The significance of this step is that:

  • CP is essentially comparing the relative position of a new sample score among historical scores;
  • mapping to a uniform distribution expresses this relative position in a more geometric and unified form.

2. What the Probability Integral Transform (PIT) Says

Let the random variable Z have CDF F. The classical result is:

F(Z) \sim \mathrm{Unif}(0,1).

That is, F(Z) is uniformly distributed on (0,1). Therefore,

\mathbb{P}(F(Z) \in [a,b]) = b-a.

Define the set

R_\alpha = \{z \in \mathbb{R}: F(z) \in [a,b]\}.

Then Z \in R_\alpha is equivalent to saying that F(Z) falls within the interval [a,b].

Intuitively, this rewrites a regional event in the original space as an interval event for a uniform random variable. As a result, coverage control can be converted into control over interval length, or equivalently over a threshold.

3. Returning to CP: Score Functions and Set-Valued Prediction

In CP, we usually have a score function

Z = S(X,Y),

where X is the input and Y is a candidate output. After fixing x, the prediction set can be written as

R_\alpha(x) = \{y: F\!\circ\! S(x,y) \in [a,b]\}.

This is essentially a set-valued function: different values of x correspond to different acceptable regions of y. This is precisely the core form of CP prediction sets.

4. The True F Is Unavailable in Practice: Using the Empirical Distribution F_n

The true distribution function is usually unknown, so we use the empirical distribution function

F_n(z)=\frac{1}{n}\sum_{i=1}^n \mathbf{1}\{Z_i \le z\}.

For a new score Z, F_n(Z) can be interpreted as the proportion of samples whose scores are no larger than it; in other words, it gives a rank or quantile perspective.

This step is essentially consistent with the standard explanation of CP: it relies on exchangeability to guarantee finite-sample coverage.

5. My Current Intuition About the Paper’s Contribution

My understanding is that the paper generalizes, or replaces, the PIT-based step of mapping through F with the geometric perspective of an OT map T.

In one sentence:

  • Traditional formulation: use F to push a random variable into uniform coordinates, then perform threshold comparison;
  • Paper’s formulation: use an OT map T to push a distribution to a target reference distribution, which can be understood as a more general “uniformized” or “standardized” space, and then perform comparison in that space.
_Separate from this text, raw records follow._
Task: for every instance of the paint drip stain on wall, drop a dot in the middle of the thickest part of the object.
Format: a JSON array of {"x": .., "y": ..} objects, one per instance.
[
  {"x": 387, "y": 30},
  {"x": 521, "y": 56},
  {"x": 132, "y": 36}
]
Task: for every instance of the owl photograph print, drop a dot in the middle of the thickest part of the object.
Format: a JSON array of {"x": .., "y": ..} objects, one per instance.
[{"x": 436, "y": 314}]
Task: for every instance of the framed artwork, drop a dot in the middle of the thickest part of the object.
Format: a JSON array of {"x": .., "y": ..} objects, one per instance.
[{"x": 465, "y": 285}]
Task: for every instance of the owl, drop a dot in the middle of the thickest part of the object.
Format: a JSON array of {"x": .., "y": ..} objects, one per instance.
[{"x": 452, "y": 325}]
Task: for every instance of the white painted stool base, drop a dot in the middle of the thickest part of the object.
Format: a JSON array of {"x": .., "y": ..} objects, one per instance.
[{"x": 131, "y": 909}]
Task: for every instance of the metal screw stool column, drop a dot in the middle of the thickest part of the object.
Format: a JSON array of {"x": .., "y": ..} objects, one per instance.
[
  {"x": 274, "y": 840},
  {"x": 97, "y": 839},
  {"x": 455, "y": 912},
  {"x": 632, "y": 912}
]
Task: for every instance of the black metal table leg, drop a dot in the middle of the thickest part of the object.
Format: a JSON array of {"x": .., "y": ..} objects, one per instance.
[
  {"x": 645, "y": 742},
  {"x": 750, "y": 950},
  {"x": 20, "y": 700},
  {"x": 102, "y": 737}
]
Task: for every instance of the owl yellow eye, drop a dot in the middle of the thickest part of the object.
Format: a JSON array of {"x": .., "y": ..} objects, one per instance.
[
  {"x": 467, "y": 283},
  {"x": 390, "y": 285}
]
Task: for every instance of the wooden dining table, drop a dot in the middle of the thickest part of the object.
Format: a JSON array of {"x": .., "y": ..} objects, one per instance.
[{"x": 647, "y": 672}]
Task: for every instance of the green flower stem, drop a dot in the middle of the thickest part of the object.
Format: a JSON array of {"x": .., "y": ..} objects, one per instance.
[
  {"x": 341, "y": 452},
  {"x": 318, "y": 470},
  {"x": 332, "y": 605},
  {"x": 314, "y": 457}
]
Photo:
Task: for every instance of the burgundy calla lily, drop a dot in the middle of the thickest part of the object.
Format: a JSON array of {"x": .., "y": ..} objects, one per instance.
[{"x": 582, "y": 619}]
This makes it easier to connect CP coverage control with geometric structure, transport costs, and the “shape” of high-dimensional spaces.

6. Remarks

This is a conceptual-level note. Its main focus is to connect the intuition among PIT \leftrightarrow empirical distributions \leftrightarrow the ranking mechanism in CP \leftrightarrow the OT perspective.

If I continue reading, I will add two parts:

  1. the precise construction conditions and computability of the OT map T in the paper;
  2. a one-to-one correspondence with classical split conformal prediction in terms of implementation and sources of error.